The annual Social Security cost-of-living adjustment (COLA) is about to set another record low. According to estimates by TSCL’s COLA expert and Advisor editor Mary Johnson, the COLA may be just three tenths of a percent (0.3%) in 2017. That would set a new low for years when inflation was high enough for a COLA to be paid, and would raise monthly benefits only $3.00 per month for the average $1,000 benefit.
Over the past seven years COLAs have flat-lined — averaging just 1.2%. And while the growth of Social Security benefits has been at record low rates, retirees report that household expenses are still climbing. That trend is causing people to spend retirement savings more quickly, go into debt, or both.
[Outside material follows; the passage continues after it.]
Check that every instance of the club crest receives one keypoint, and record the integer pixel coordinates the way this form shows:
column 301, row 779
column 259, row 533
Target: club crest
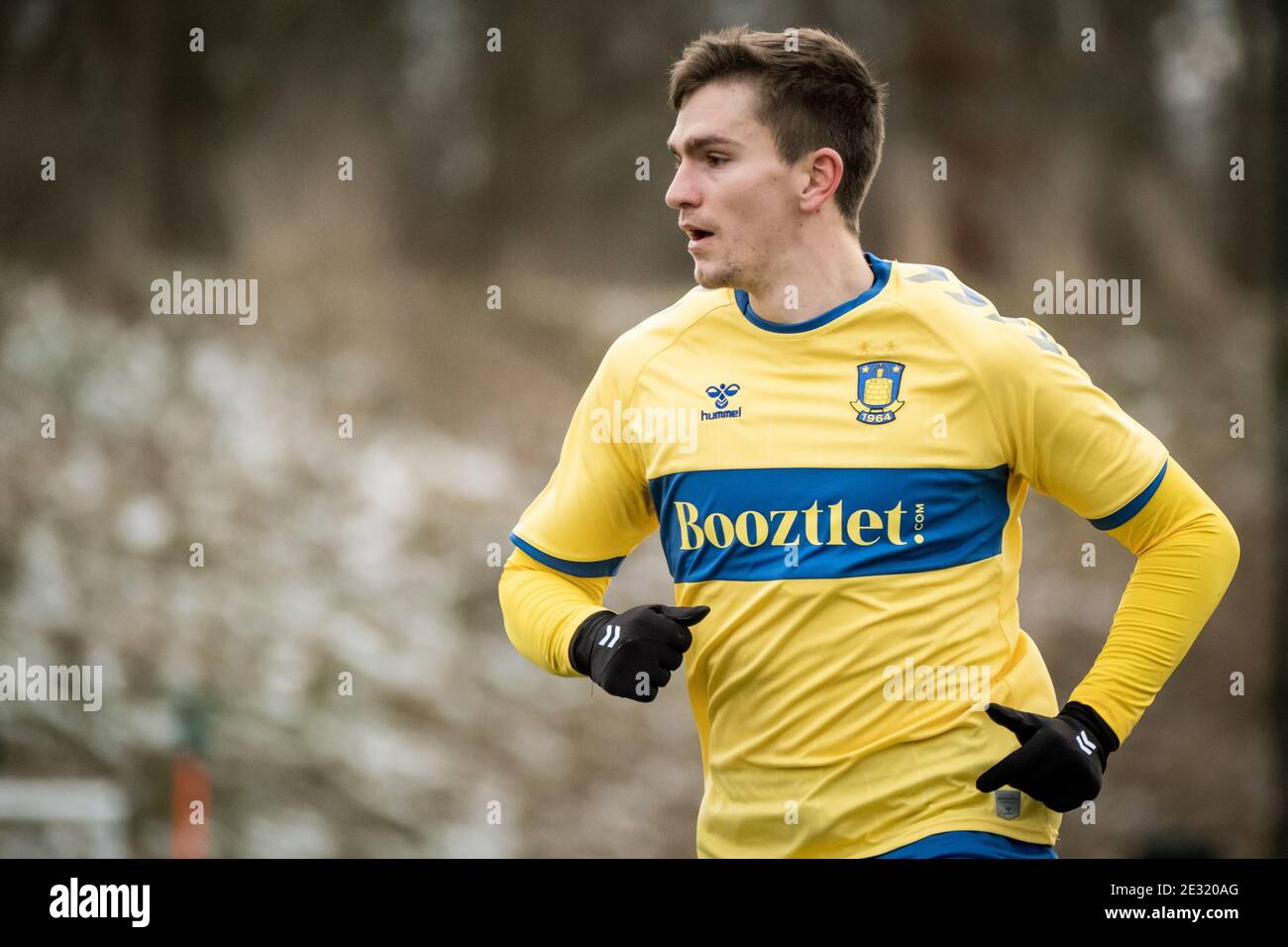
column 879, row 392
This year Social Security recipients received no COLA at all, but 73% of TSCL’s 2016 Senior Survey participants reported that their monthly expenses grew by more than $79 over the past twelve months.
“Social Security’s ‘shortfall’ isn’t just about the formidable financing problems that the Social Security Trust Fund faces in the next 18 years or so,” says TSCL’s Executive Director, Shannon Benton. “An even bigger ‘shortfall’ will impact the Social Security income of more than 60 million people who rely on their benefits every day,” Benton says. Social Security benefits, and annual cost-of-living adjustments (COLAs) are so meager that today they only replace about 35% of pre-retirement paychecks. A growing number of retirement experts say that expanding, not cutting, Social Security is a real need as more people retire with low or no retirement savings.
With people living longer and retirements that can last 30 years or more, modestly - higher benefits are needed by the majority of people at or nearing retirement, a growing number of retirement experts say. A number of national studies indicate that millions of older Americans are entering retirement without the financial resources to cover longer retirements. A 2015 report from the U.S. Government Accountability Office says about one-half of households 55 and older have no retirement savings, and many of those that do have some savings, don’t have enough. They run the risk of falling short of income, going into debt, and falling into poverty.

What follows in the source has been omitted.